Yup. It'll be a mish-mash of all three, such that in future we'll be able to argue for ever about which one it really was.

The Bin Man said...

That doesn't include the repurchase agreements the Bank of England have entered into.

It's largely overlooked that these repo's are of 2 and 3 year duration, instead of the usual 15 day rollovers. The BoE now has no option to extricate itself quickly if needed.
As a consequence Britain's now locked into £675 billion(so far) of toxic debt/assets,if these assets degrade sufficiently (and there's a good chance they will)it will leave a huge black hole in the Treasury accounts, we'll be unable to rollover our sovereign debt and therefore default in 2011.
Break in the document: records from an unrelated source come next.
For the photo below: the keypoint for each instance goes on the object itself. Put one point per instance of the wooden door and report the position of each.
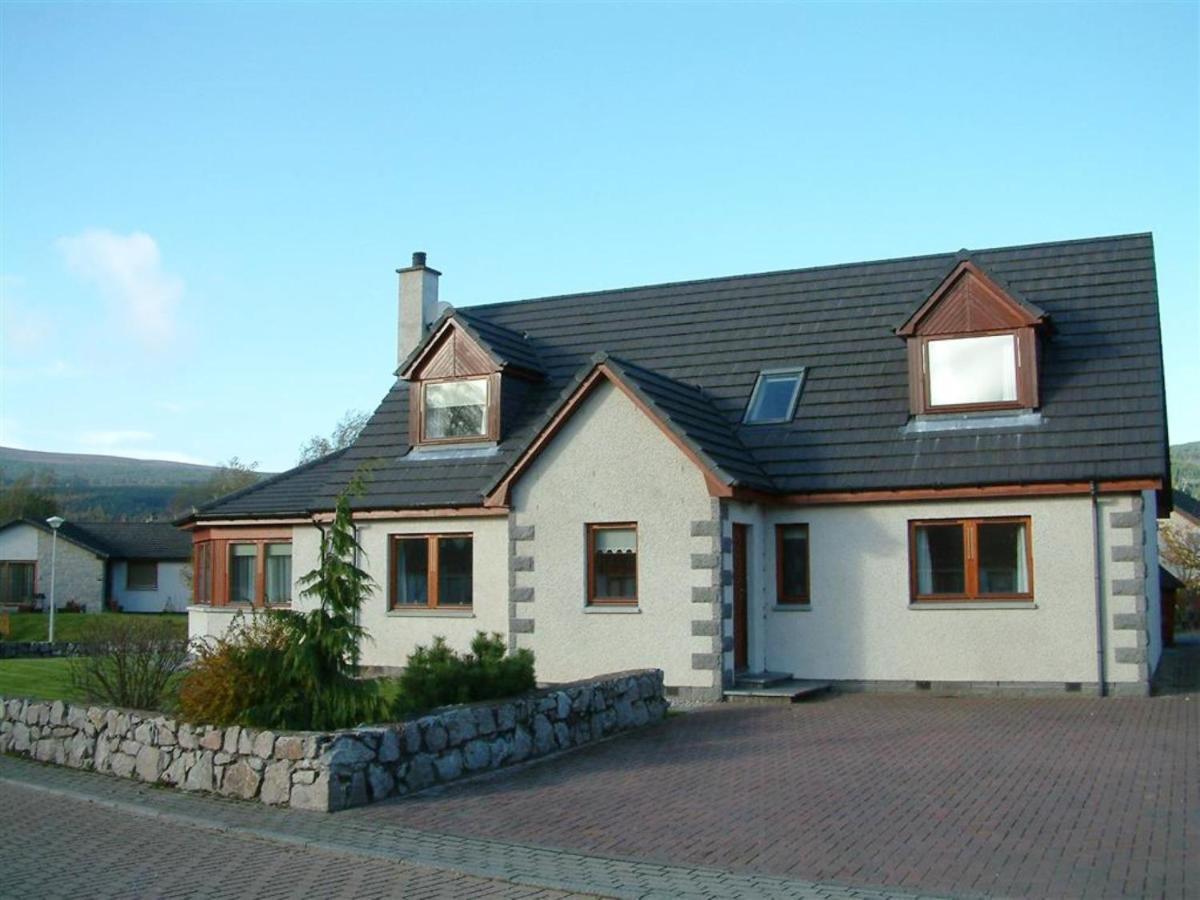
(741, 599)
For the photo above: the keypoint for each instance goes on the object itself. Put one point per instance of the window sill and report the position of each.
(612, 610)
(977, 605)
(432, 612)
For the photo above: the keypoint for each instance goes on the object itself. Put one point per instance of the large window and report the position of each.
(17, 582)
(243, 563)
(792, 564)
(972, 371)
(455, 411)
(431, 571)
(279, 574)
(612, 564)
(141, 575)
(971, 559)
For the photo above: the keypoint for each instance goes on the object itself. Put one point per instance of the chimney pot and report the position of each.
(418, 305)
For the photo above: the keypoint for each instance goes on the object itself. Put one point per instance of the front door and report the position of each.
(741, 599)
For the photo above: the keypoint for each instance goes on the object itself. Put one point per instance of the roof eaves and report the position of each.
(67, 532)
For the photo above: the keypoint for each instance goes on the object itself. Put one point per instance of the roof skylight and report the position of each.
(774, 396)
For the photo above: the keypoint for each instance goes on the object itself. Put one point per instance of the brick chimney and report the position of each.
(418, 305)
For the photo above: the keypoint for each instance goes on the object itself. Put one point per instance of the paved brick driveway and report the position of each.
(1049, 797)
(59, 847)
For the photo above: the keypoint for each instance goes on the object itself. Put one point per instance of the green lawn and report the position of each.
(70, 625)
(42, 678)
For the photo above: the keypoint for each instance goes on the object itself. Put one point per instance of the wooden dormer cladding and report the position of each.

This outcome is real and the odds are high.

Anonymous said...

The crisis will hit in October: it will be swift and we will wake up Monday morning to see the stock market in meltdown. By the afternoon, Gordon will call an emergency meeting with Alistair and Merv. At 5pm Gordon will emerge from Number 10 and address the media. He will be shaking more than usual, he will spill the bilge about best prepared etc., and then he will talk about a currency devaluation and that it will 'make Britain competitive and the envy of the world.' It will be pure BS, but he will deliver it with confidence and the old biddies who still vote will dribble their food down their fronts...

Anonymous said...

following on from Marchmont N, yeah, a thread with discussion of protection strategies for non-financial people would be a very very useful thing!